30 of 212 comments (clear)

  1. Language Barrier by Anonymous Coward · · Score: 5, Funny

    Obviously, you Aussie blokes need to learn Hindi if you want to partner effectively with IBM.

    1. Re:Language Barrier by Vinegar+Joe · · Score: 3, Funny

      The Aussies would have learn English first.

      --
      "The average reporter we talk to is 27 years old......They literally know nothing." - Ben Rhodes
    2. Re:Language Barrier by Nyder · · Score: 5, Insightful

      Not likely given China's propensity towards spying on everyone.

      Did you say that with a straight face?

      --
      Be seeing you...
    3. Re:Language Barrier by Entropius · · Score: 4

      Just because the Americans are spying on people doesn't mean the Chinese aren't doing it too.

    4. Re:Language Barrier by nospam007 · · Score: 3, Insightful

      "Today Chinese build roads and buildings as the locals don't want to bake in the desert sun,..."
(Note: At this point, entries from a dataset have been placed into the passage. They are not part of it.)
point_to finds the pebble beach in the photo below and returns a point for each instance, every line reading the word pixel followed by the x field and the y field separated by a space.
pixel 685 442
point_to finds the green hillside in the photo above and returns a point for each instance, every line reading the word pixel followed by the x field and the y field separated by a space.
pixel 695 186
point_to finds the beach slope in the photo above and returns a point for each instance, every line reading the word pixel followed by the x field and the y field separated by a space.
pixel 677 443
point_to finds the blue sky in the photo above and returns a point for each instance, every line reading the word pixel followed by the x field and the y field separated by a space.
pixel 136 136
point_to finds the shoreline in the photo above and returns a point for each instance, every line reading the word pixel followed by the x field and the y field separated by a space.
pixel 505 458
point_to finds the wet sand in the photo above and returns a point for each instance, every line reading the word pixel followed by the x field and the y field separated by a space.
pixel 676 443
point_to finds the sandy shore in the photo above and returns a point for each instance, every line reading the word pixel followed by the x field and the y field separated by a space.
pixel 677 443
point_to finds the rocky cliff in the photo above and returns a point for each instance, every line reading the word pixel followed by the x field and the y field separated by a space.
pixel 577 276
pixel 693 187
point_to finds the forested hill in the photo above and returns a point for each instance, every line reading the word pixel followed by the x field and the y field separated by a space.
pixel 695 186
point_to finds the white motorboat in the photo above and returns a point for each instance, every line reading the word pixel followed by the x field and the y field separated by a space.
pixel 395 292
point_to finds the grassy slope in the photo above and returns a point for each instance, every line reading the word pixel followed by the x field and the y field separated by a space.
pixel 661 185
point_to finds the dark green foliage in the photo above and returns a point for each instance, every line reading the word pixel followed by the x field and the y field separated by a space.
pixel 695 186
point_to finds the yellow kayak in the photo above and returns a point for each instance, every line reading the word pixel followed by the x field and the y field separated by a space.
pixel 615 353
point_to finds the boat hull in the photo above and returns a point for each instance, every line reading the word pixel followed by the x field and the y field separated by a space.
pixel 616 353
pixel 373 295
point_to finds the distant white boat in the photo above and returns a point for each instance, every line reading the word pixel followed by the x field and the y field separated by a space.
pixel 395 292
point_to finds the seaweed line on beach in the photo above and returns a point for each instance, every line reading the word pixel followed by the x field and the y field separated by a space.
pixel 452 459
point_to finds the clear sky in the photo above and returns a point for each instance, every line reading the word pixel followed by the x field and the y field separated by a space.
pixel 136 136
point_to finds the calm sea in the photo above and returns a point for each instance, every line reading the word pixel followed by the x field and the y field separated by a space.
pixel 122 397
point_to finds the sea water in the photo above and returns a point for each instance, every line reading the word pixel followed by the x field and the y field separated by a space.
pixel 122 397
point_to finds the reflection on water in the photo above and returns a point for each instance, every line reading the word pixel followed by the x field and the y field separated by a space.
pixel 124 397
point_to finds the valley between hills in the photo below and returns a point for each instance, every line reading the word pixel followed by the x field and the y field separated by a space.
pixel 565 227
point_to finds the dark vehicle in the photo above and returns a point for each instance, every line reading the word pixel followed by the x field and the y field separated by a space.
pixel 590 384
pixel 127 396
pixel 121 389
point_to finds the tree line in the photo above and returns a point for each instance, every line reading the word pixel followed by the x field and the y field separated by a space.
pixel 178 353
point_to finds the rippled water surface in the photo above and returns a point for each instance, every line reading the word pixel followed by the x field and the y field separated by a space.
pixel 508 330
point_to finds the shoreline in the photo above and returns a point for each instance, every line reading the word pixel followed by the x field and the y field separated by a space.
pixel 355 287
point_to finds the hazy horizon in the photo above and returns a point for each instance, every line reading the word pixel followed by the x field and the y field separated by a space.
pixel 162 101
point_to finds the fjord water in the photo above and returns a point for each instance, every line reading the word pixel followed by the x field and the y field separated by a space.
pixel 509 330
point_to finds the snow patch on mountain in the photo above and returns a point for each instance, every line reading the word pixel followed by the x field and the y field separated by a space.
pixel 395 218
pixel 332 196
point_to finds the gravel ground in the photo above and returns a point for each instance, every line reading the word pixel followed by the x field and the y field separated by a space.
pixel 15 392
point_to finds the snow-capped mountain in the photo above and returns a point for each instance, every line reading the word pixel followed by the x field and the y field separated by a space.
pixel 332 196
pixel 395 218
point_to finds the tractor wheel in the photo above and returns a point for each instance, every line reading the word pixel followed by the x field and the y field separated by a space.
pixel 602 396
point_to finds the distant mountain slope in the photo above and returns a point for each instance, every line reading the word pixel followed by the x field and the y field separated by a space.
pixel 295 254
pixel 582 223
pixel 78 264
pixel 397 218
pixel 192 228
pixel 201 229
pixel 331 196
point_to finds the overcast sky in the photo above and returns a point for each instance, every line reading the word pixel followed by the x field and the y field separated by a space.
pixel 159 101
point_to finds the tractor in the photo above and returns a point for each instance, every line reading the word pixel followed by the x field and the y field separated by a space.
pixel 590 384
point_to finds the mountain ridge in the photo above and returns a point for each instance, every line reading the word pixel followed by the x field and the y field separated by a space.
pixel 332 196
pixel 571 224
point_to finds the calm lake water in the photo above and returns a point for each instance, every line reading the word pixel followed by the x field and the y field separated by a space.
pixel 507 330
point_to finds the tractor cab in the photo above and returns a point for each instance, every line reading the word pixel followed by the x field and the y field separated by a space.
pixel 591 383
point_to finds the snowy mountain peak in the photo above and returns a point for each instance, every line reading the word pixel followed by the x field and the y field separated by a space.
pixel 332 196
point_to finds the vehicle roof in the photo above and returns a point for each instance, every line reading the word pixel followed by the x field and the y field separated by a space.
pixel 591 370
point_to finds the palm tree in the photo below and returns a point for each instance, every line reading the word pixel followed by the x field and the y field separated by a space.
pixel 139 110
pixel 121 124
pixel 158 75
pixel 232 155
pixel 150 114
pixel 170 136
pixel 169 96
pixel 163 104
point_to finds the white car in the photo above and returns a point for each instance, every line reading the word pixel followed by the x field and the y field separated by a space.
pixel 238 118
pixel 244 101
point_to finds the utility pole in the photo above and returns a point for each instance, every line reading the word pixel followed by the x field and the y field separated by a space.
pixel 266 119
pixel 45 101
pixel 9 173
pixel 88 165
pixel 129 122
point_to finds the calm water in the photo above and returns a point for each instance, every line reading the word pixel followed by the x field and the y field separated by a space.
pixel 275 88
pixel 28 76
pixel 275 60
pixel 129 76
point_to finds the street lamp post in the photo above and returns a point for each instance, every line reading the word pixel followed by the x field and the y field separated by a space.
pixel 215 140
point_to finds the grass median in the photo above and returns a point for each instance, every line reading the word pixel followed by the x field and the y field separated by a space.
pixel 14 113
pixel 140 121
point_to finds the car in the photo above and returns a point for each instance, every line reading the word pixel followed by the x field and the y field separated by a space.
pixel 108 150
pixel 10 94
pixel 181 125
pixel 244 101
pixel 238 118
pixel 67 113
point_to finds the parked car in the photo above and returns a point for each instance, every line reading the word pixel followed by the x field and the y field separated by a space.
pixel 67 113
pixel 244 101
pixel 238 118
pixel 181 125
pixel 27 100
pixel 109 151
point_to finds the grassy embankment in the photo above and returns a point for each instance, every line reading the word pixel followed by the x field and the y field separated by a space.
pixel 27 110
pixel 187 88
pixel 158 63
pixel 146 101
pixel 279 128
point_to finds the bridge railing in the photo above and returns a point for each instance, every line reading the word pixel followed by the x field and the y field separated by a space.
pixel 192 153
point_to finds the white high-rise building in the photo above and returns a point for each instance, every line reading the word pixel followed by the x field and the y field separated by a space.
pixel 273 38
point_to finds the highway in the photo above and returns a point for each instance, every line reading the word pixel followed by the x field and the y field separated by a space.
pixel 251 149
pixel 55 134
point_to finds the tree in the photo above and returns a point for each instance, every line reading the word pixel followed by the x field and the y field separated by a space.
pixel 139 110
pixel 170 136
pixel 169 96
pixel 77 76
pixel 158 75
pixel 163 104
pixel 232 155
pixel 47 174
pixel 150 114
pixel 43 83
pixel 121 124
      Perhaps one day they will even build a railway through America...

    5. Re:Language Barrier by Entropius · · Score: 4, Funny

      :P

      I don't see why we don't just outsource all our snooping to the Chinese. The outcome will be the same but it'll be cheaper for the American taxpayer, and the Chinglish translations will be hilarious.

  2. Lol by Anonymous Coward · · Score: 5, Informative

    Deflection, Qld health are the worst run bureaucracy in country. I've heard first hand they put non IT on the project and were forever changing scope then pushing forward with little or no testing.

    1. Re: Lol by Anonymous Coward · · Score: 4, Informative

      Ditto. I know one of the IBM Admins for this job, she said Qld health signed off at every stage before going live. I'd like to see who has the greater budget for a court battle - the qld govt is broke.

    2. Re:Lol by Anonymous Coward · · Score: 5, Informative

      I worked on a large project for a quasi-government body building software for Queensland Health as a customer.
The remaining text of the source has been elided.